All of lore.kernel.org
 help / color / mirror / Atom feed
From: "Christian König" <deathsimple@vodafone.de>
To: Markus Trippelsdorf <markus@trippelsdorf.de>
Cc: kexec@lists.infradead.org,
	"Eric W. Biederman" <ebiederm@xmission.com>,
	dri-devel@lists.freedesktop.org
Subject: Re: [PATCH 0/3] drm/radeon kexec fixes
Date: Wed, 11 Sep 2013 11:10:40 +0200	[thread overview]
Message-ID: <52303390.3060503@vodafone.de> (raw)
In-Reply-To: <20130911090135.GB359@x4>

Am 11.09.2013 11:01, schrieb Markus Trippelsdorf:
> On 2013.09.09 at 11:38 +0200, Christian König wrote:
>> Am 09.09.2013 11:21, schrieb Markus Trippelsdorf:
>>> On 2013.09.08 at 17:32 -0700, Eric W. Biederman wrote:
>>>> Markus Trippelsdorf <markus@trippelsdorf.de> writes:
>>>>
>>>>> Here are a couple of patches that get kexec working with radeon devices.
>>>>> I've tested this on my RS780.
>>>>> Comments or flames are welcome.
>>>>> Thanks.
>>>> A couple of high level comments.
>>>>
>>>> This looks promising for the usual case.
>>>>
>>>> Removing the printk at the end of the kexec path seems a little dubious,
>>>> what of other cpus, interrupt handlers, etc.  Basically estabilishing a
>>>> new rule on when printk is allowed seems a little dubious at this point,
>>>> even if it is a useful debugging trick.
>>> OK. I will drop this patch.
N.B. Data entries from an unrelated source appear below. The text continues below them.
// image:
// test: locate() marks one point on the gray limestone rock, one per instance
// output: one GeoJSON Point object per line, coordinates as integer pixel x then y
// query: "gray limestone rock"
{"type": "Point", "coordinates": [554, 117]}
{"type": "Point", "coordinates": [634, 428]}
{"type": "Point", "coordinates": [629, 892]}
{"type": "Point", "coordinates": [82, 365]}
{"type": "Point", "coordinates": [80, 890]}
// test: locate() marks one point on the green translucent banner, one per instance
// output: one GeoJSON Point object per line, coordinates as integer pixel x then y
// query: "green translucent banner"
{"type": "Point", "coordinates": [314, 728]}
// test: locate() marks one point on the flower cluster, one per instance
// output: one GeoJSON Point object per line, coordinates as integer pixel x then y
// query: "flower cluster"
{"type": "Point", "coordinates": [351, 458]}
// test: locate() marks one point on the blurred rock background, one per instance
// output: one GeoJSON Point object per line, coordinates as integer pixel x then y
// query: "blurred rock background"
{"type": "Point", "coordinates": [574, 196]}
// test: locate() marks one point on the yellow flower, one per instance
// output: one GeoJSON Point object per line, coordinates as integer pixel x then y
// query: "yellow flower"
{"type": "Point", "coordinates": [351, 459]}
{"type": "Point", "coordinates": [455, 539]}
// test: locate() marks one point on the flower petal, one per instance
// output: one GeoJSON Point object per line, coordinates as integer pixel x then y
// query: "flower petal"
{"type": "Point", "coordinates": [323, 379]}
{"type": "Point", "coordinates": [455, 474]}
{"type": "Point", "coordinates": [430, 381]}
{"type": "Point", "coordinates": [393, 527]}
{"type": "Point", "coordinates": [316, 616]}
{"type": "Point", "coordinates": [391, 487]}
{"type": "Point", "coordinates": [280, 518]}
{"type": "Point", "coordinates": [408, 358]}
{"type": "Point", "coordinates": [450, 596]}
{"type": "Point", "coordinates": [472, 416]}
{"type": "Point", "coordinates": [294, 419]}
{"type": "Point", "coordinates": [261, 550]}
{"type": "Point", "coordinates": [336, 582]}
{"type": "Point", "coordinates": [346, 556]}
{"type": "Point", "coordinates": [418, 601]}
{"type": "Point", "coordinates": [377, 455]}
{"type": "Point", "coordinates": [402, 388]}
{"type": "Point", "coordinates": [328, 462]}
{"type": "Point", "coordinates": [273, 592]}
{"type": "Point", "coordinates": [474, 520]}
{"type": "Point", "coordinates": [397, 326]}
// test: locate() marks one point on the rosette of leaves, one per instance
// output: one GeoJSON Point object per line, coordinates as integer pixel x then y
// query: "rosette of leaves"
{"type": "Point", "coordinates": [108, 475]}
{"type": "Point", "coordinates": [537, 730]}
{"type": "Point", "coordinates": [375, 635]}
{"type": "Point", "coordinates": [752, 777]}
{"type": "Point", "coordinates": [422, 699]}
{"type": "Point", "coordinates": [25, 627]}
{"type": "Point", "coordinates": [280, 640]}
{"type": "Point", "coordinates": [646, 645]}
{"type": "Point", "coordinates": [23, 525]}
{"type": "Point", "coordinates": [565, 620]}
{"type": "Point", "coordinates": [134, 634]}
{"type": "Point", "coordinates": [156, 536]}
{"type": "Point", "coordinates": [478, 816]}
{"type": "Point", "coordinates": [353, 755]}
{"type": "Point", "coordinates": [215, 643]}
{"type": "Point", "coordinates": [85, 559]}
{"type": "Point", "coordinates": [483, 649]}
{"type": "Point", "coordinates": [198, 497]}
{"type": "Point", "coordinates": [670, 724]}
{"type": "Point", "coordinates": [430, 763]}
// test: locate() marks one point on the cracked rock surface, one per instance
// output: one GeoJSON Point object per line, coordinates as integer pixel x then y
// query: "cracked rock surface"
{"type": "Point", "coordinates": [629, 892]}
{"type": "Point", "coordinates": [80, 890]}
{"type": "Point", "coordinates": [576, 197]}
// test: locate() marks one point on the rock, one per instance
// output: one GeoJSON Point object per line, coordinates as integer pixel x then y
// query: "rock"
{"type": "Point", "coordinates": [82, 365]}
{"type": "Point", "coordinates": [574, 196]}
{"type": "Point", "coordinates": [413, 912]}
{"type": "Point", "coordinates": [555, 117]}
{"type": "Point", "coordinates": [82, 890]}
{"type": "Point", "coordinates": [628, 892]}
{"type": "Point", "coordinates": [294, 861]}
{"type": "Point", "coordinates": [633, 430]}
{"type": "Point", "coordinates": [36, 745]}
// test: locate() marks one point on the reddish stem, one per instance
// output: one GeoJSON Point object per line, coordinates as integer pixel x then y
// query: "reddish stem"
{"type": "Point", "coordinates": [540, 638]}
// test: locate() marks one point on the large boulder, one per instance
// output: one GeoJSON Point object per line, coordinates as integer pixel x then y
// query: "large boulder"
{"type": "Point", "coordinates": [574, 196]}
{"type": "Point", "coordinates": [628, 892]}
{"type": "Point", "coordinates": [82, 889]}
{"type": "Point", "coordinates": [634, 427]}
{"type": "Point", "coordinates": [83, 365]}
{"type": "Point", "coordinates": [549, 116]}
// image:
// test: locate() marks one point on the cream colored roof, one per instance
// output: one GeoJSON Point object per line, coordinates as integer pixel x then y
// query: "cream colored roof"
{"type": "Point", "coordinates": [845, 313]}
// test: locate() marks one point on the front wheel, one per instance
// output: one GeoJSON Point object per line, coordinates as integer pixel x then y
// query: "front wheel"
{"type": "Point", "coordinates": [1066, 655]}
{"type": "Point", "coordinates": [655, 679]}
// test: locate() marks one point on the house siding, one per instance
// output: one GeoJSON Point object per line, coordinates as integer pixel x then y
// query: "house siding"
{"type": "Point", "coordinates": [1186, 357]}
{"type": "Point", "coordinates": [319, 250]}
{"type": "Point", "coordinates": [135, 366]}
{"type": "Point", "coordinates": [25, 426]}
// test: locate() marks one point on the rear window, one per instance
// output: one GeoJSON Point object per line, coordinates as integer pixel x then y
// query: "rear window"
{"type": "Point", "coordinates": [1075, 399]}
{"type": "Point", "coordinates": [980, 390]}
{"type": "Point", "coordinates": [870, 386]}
It doesn't seem to be necessary, because I
>>> cannot reproduce the printk related hang anymore.
>>>
>>>> Having a clean shutdown of the radeon definitely seems worth doing,
>>>> because the cases where we care abouty video are when a person is in
>>>> front of the system.
>>> Yes. But please note that even with radeon_pci_shutdown implemented, I
>>> still get ring test failures on roughly every eighth kexec boot:
>>>
>>>    [drm:r600_dma_ring_test] *ERROR* radeon: ring 3 test failed (0xCAFEDEAD)
>>>    radeon 0000:01:05.0: disabling GPU acceleration
>>>
>>> That's definitely better than the current state of affairs, with ring
>>> test failures on every second boot. But I haven't figured out the reason
>>> for these failures yet. It's curious that once a ring test failure
>>> occurs, it will reliably fail after each kexec invocation, no matter how
>>> often repeated. Only a reboot brings the machine back to normal.
>> The main problem here is that the AMD gfx hardware doesn't really
>> support being reinitialized once booted (for various reasons). It's a
>> (intended) limitation of the hardware design that you can only
>> initialize certain blocks once every power cycle, so the whole approach
>> actually will never work 100% reliable.
>>
>> All you can hope for is that stopping the hardware while shutting down
>> the old kernel and starting it again results in exactly the same
>> hardware parameters (offsets, clock etc...) otherwise starting the
>> blocks will just fail and you end up with disabled acceleration like above.
>>
>> Sorry, but there isn't much we can do about this,
> I've tested this further and it turned out that if I revert commit
> f5d9b7f0f9 on top of my "drm/radeon: Implement radeon_pci_shutdown"
> patch, the initialization failures seem to go away completely.
>
> Any idea what's going on?

Well DPM is mostly Alex domain, but if I have to guess I would say that 
the SCLK is gated by the hardware when the driver is unloaded and since 
DPM initialized only later not ungated when the driver loads again.

> Here's the patch:
>
> diff --git a/drivers/gpu/drm/radeon/r600_dpm.c b/drivers/gpu/drm/radeon/r600_dpm.c
> index fa0de46..4e8c1988 100644
> --- a/drivers/gpu/drm/radeon/r600_dpm.c
> +++ b/drivers/gpu/drm/radeon/r600_dpm.c
> @@ -296,9 +296,9 @@ bool r600_dynamicpm_enabled(struct radeon_device *rdev)
>   void r600_enable_sclk_control(struct radeon_device *rdev, bool enable)
>   {
>   	if (enable)
> -		WREG32_P(SCLK_PWRMGT_CNTL, 0, ~SCLK_PWRMGT_OFF);
> +		WREG32_P(GENERAL_PWRMGT, 0, ~SCLK_PWRMGT_OFF);
>   	else
> -		WREG32_P(SCLK_PWRMGT_CNTL, SCLK_PWRMGT_OFF, ~SCLK_PWRMGT_OFF);
> +		WREG32_P(GENERAL_PWRMGT, SCLK_PWRMGT_OFF, ~SCLK_PWRMGT_OFF);
>   }
>   
>   void r600_enable_mclk_control(struct radeon_device *rdev, bool enable)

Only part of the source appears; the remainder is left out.